There are two problems with this grand strategy. One is its over-reliance on power and second is that it does not take on board several problem areas that could derail it.

It amounts to a truism that power under grids the world order. This reliance on power is therefore explicable. The paradox is that though the utility of power is in deterrence, it nevertheless ends up being used. Just as in the early part of last century, in this century too the argument persists that globalisation induced thicker economic relations would help prevent war. The expectation was belied by the First World War. That too was a period of rising new powers. Learning would have it that avoiding a like eventuality entails departing from over-reliance on power. The irony is that the economic underpinning of power is itself endangered. Finally when India has much to lose, it is all being placed at stake in a power gamble. Though a globalised world, it remains very much a nuclear one too. Therefore, more needs doing with more imagination and urgency along other planes such as institutionalising inter-relationships and Asian security architectures.

Secondly, Pakistan managed to under-cut Indian strategy for the past three decades. Over the eighties and the naughties, it lent itself to US purposes in Afghanistan. In the nineties, India was hobbled by the shift to liberalisation and by proxy war. Pakistan has managed to checkmate Indian rise manifest in the conventional plane on the sub-conventional and nuclear planes. How its counter plays out this decade would determine whether India reaches decade end as planned. Pakistan will lend itself to the Chinese game plan keeping alive India’s ‘two front’ dilemma. Creating the ability to cope does not help India transcend it, but materialises it instead.

Underlying grand strategy is the assumption that India’s growing proximity with the US would help. To close the military gap with China, K. Subrahmanyam advocates: ‘India is seen as one of the key partners for the US to reshape the 21st century. The US has agreed to sell high technology defence equipment to India while it is not likely to sell them to China, its main rival in the coming decades.’ In respect of Pakistan, India’s actions, at variance with what it professes, seem to indicate a perverse hope of the situation in AfPak deteriorating to the extent that the US requires Indian assistance, thereby raising its profile, indispensability and bargaining power.
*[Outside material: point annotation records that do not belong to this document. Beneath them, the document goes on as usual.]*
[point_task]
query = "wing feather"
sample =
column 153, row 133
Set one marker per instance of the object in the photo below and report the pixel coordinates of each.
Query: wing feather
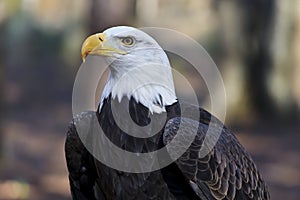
column 227, row 170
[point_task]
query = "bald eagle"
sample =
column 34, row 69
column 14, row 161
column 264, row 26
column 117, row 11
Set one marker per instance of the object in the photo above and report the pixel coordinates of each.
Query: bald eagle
column 226, row 172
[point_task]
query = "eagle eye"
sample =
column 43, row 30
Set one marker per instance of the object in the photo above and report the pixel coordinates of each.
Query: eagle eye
column 128, row 41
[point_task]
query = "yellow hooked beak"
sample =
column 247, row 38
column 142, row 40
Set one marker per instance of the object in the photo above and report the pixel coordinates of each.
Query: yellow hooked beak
column 96, row 45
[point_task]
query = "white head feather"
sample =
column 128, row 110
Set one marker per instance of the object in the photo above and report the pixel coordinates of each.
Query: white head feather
column 142, row 72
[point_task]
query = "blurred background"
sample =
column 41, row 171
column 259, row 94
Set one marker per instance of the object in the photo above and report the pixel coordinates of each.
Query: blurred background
column 255, row 44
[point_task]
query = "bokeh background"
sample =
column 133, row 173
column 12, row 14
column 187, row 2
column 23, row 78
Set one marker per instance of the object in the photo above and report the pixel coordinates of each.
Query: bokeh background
column 255, row 44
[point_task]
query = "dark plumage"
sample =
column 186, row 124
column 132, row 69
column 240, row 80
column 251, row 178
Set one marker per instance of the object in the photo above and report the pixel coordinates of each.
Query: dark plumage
column 141, row 80
column 227, row 172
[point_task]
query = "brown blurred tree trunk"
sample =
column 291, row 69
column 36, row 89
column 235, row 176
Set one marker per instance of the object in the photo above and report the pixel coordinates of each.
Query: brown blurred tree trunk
column 104, row 14
column 248, row 29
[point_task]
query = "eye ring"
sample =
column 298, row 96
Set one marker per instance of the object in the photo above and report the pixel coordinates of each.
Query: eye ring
column 128, row 41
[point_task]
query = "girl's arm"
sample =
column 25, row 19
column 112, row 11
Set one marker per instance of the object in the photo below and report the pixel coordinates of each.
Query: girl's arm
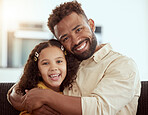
column 14, row 98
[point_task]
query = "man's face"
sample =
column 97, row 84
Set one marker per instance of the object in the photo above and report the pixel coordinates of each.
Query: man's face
column 76, row 35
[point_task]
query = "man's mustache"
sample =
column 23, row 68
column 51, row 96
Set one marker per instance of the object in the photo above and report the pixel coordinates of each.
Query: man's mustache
column 73, row 48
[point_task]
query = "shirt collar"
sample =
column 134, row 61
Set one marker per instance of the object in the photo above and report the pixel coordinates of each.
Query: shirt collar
column 102, row 52
column 98, row 55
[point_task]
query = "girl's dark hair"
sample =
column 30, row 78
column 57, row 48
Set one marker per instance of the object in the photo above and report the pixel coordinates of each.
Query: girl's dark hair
column 62, row 11
column 31, row 78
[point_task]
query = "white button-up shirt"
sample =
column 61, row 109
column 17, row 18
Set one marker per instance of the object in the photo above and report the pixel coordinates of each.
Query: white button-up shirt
column 108, row 84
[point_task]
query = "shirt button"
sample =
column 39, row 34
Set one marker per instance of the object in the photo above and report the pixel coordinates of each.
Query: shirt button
column 75, row 90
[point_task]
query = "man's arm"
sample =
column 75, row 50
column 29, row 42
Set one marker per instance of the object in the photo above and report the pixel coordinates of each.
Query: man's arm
column 62, row 103
column 15, row 99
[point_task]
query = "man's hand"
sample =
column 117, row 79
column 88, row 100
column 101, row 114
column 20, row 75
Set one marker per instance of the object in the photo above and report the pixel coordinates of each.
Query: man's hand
column 45, row 110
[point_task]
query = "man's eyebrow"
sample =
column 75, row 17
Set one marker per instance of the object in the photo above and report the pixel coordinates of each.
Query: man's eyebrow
column 66, row 34
column 75, row 27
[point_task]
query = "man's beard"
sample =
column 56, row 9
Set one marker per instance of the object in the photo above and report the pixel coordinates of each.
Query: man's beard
column 88, row 53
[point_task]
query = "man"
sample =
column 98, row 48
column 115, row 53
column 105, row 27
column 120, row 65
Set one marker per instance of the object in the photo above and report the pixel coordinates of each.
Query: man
column 107, row 82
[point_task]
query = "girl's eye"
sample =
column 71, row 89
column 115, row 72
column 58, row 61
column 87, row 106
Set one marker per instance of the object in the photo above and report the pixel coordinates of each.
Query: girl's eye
column 59, row 61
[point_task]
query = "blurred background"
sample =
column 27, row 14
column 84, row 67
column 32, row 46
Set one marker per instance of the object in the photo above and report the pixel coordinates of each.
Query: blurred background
column 23, row 24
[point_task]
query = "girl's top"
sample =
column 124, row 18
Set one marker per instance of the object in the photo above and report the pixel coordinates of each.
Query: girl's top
column 39, row 85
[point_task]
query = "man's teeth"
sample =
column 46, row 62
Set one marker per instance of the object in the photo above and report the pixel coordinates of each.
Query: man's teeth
column 52, row 76
column 81, row 46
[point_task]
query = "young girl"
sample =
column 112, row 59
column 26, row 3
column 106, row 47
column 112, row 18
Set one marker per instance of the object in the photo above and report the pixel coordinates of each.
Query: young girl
column 49, row 67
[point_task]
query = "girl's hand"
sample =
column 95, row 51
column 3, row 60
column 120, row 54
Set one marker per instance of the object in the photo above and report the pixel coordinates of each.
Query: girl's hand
column 34, row 99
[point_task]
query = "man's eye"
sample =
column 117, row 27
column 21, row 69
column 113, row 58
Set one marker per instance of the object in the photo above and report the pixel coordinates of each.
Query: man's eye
column 65, row 39
column 79, row 29
column 59, row 61
column 45, row 63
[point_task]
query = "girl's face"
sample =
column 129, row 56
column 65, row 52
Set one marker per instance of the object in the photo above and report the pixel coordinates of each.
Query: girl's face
column 52, row 67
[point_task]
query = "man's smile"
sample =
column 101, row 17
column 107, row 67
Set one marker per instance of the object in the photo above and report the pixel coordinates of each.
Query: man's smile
column 81, row 47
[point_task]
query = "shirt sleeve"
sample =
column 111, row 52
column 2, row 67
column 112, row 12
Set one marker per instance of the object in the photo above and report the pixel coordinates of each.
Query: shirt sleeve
column 118, row 87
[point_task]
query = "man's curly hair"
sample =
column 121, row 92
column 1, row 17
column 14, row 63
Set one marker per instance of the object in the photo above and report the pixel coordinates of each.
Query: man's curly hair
column 31, row 78
column 62, row 11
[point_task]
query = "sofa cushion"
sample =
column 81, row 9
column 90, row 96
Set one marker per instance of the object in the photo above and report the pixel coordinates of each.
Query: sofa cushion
column 5, row 107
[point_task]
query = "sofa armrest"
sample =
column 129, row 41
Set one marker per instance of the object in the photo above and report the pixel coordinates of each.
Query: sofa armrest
column 5, row 107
A conclusion from this brief survey is that India is honing its power capacities hoping to make up any short fall by leaning on the US. This would render it vulnerable to shocks as the international order transits decisively away from the post Cold War unipolar moment. Success in this requires deft footwork. Commentary on the recent changeover of the NSA does not infuse confidence that India can manage this. With institutional and internal incapacities remaining, India requires postponing its tryst by another decade.